Boeing is “one of the great American companies,” says Steven Pearlstein in The Washington Post, but it is also “one of the biggest corporate whiners in Washington.” For years it has complained “incessantly” about foreign subsidies while demanding yet “one more contract or tax break.” And now that the Air Force has shown the “temerity” to decide that “taxpayers could get more for their money” if Airbus and Northrop Grumman completed a $40 billion tanker deal, Boeing has resorted to “jingoism, protectionism, and outright hypocrisy.” Northrop-Airbus easily won the contract on its merits, and overturning the contract would “set a terrible precedent” and damage U.S. trade with its allies.

Identity theft grows down

The newest target for identity theft might be your children, say Liz Moyer and Tatyana Shumsky in Forbes.com.
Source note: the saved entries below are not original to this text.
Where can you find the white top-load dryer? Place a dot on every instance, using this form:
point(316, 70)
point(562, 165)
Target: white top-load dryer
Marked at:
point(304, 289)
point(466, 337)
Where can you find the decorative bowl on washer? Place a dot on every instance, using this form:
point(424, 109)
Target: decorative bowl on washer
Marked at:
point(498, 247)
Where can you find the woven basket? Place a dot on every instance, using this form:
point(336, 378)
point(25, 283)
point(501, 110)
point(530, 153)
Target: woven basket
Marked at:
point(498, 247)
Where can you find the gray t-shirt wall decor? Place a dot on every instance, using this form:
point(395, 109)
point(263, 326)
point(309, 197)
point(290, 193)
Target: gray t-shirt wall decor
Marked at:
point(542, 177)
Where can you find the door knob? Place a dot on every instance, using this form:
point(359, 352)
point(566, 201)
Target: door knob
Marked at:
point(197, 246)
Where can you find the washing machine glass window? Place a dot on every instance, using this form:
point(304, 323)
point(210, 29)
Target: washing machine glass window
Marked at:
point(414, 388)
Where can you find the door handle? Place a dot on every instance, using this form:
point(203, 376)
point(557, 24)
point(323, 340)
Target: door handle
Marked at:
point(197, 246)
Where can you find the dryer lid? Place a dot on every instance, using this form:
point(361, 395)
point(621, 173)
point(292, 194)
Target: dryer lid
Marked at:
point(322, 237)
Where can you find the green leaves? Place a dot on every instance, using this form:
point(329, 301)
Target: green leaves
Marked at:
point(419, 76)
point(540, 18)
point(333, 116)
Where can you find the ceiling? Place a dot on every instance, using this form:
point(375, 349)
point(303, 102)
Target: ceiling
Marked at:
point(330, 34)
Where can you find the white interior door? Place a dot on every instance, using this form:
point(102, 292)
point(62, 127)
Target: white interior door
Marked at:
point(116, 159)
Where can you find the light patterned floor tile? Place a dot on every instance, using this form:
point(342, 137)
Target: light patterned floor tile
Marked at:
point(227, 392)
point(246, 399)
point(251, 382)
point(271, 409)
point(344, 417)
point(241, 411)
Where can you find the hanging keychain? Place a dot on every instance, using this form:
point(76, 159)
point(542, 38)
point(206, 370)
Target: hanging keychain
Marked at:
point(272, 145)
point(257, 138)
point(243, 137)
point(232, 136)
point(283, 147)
It is still a relatively minor threat—5 percent of known cases involve people under age 18, with half of those targets 6 or younger—but it is “practically the perfect crime” for identity thieves. Kids get Social Security numbers soon after birth, but they don’t use them until they apply for a “driver’s license or a student loan.” By that time, a child’s credit history can be wrecked, and any “crime trail is cold.” It’s a good idea to teach kids to never share personal information over the Web, watch out for credit card offers in their names, and check their credit reports.